Sélection ‘Géneration’ du Festival de Berlin et ‘Ecrans Juniors’ à Cannes en 2022, « Kokon », 3ème long métrage de la réalisatrice et scénariste allemande Leonie Krippendorff s’inscrit avec une belle énergie et une franche originalité dans la lignée des nombreuses fictions cinématographiques consacrées aux troubles de l’adolescence et aux parcours chaotiques de jeunes, filles ou garçons, à la recherche de leurs propres désirs et traversés d’aspirations confuses à la liberté. Avec « Kokon », nous marchons au même rythme, énervé ou mal assuré, de l’héroïne âgée de 14 ans, Nora (Lena Urzendowsky).
Dans Kreusberg, district populaire de Berlin, au cœur d’ un été à la canicule étouffante, la petite Nora, sa grande soeur Jule (Lena Klenke) et quelques autres font un peu les quatre cent coups, à l’heure des réseaux sociaux. La jeune Nora, rétive aux normes de sa génération, attirée par Romy l’affranchie, surmonte sa timidité et trouve son chemin vers la vraie vie. Un portrait épatant.
Une jeune berlinoise secrète et rebelle
Fragilisée par un contexte familial peu rassurant (une mère alcoolique, une aînée jouant la protection à l’excès), déstabilisée par l’exposition de l’intimité inhérente aux réseaux sociaux, Nora, beauté discrète, regard inquiet et allure timorée, cherche cependant un chemin personnel, loin des diktats d’identité, de genre, et des normes sociales dominantes. « Kokon » visualise pour nous les rêves secrets de sa jeune héroïne. Et nous assistons aux soubresauts d’une métamorphose dans une myriade de couleurs vives, de chocs musicaux et d’ambiances contrastées. « Kokon » nous offre ainsi le portrait nuancé d’une jeune berlinoise de son temps, apprenant à grandir par l’amour pour Romy (Jella Haase), une fille à l’esprit libertaire et au corps affranchi.

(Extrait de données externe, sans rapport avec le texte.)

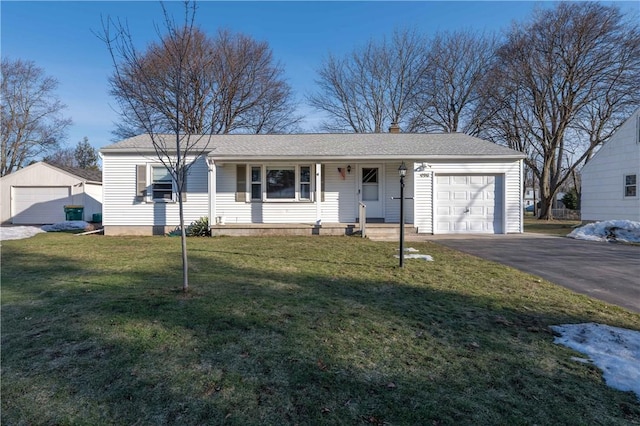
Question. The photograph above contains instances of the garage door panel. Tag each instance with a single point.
(444, 195)
(460, 195)
(470, 203)
(39, 205)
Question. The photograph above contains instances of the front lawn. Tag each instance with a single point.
(558, 227)
(321, 330)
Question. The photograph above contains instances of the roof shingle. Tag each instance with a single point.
(330, 145)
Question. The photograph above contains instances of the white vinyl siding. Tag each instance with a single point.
(603, 177)
(509, 191)
(122, 208)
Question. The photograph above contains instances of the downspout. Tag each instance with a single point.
(318, 195)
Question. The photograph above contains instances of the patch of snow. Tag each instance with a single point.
(18, 232)
(416, 256)
(625, 231)
(70, 225)
(410, 249)
(616, 351)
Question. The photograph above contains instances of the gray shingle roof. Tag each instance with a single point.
(331, 145)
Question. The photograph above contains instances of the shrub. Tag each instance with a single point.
(199, 228)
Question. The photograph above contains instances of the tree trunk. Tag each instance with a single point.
(183, 238)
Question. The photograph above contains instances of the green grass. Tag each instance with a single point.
(557, 227)
(318, 330)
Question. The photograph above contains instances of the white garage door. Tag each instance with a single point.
(468, 204)
(39, 205)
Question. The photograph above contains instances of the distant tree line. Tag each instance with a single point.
(555, 87)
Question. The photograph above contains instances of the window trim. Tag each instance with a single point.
(151, 181)
(264, 168)
(625, 185)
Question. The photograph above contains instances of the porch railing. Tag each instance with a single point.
(362, 214)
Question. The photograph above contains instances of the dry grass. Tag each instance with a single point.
(289, 331)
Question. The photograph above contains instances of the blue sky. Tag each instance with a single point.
(60, 37)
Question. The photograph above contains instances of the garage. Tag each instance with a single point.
(37, 194)
(38, 205)
(468, 204)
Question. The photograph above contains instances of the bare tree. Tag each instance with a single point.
(31, 114)
(449, 94)
(165, 91)
(83, 156)
(61, 157)
(562, 84)
(372, 87)
(234, 83)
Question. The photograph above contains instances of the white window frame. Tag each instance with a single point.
(251, 182)
(150, 180)
(626, 185)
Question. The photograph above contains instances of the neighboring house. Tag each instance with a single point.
(37, 194)
(455, 183)
(611, 178)
(531, 197)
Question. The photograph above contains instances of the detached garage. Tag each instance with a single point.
(469, 204)
(38, 194)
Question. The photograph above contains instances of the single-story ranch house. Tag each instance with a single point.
(611, 179)
(317, 183)
(37, 194)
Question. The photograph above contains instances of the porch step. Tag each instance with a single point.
(373, 231)
(387, 232)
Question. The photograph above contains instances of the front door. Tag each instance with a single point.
(371, 190)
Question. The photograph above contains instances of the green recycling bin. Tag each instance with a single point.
(73, 212)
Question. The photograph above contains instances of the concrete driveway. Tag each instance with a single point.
(605, 271)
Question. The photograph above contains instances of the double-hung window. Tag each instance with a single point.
(256, 183)
(631, 185)
(161, 183)
(281, 183)
(276, 183)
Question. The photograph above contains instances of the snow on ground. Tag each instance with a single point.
(625, 231)
(615, 351)
(21, 232)
(18, 232)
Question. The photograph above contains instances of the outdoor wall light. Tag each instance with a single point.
(402, 170)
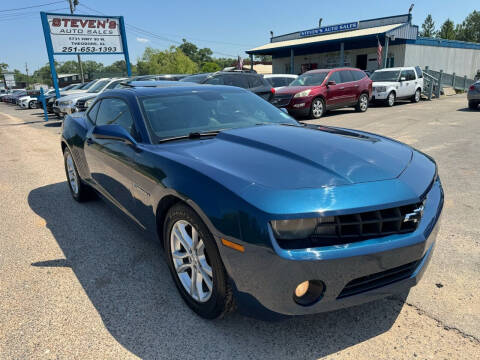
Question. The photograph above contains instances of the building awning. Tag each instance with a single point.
(316, 40)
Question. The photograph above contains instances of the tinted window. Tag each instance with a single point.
(335, 76)
(236, 80)
(309, 79)
(346, 76)
(208, 110)
(357, 75)
(116, 111)
(92, 114)
(256, 81)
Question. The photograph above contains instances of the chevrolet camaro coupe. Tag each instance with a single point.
(254, 210)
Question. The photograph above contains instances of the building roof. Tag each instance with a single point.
(323, 38)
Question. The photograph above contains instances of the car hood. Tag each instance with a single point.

Troubles amoureux, incertitude libératrice
La mise en scène épouse alternativement la brutalité de l’univers adolescent où chacun vit en permanence sous le regard des autres et de leur smartphone à l’affût dimages et de mots à enregistrer, reproduire, répandre. Elle capte aussi les moments de pudeur voire de honte de soi, ainsi celle de Nora lorsqu’ en plein cours de gymnastique elle ne sait comment effacer le sang qui a coulé entre ses jambes pour ses premières règles. Elle saisit les ‘jardins secrets’ des protagonistes (dont Nora devient la figure de proue sous ses dehors fragiles) de cette aventure intérieure, les rêves associés à l’environnement aquatique d’une piscine, à l’espace naturel d’un parc…. La réalisation magnifie surtout un amour tendre et sensuel, à la fois romanesque et douloureux, aux contours et au devenir incertains. Mais cette incertitude, -propre aussi à cet âge de la vie, incarnée avec justesse par le trio de jeunes comédiennes entrées très jeunes dans le métier et judicieusement réunies à l’écran-, cette expérience fondatrice confère à « Kokon » un charme singulier tant cette ‘histoire de libération’, selon l’expression de la réalisatrice, entre en résonance avec les émois des nouvelles générations de spectateurs auxquelles la cinéaste s’adresse en priorité.
En rébellion contre l’addiction dominante aux réseaux sociaux et au pouvoir des stéréotypes auprès de la jeunesse, « Kokon » célèbre en effet la vraie rencontre avec l’autre qui vaut tous les échanges virtuels du monde. Un joli film dédié aux adolescents de l’ère numérique.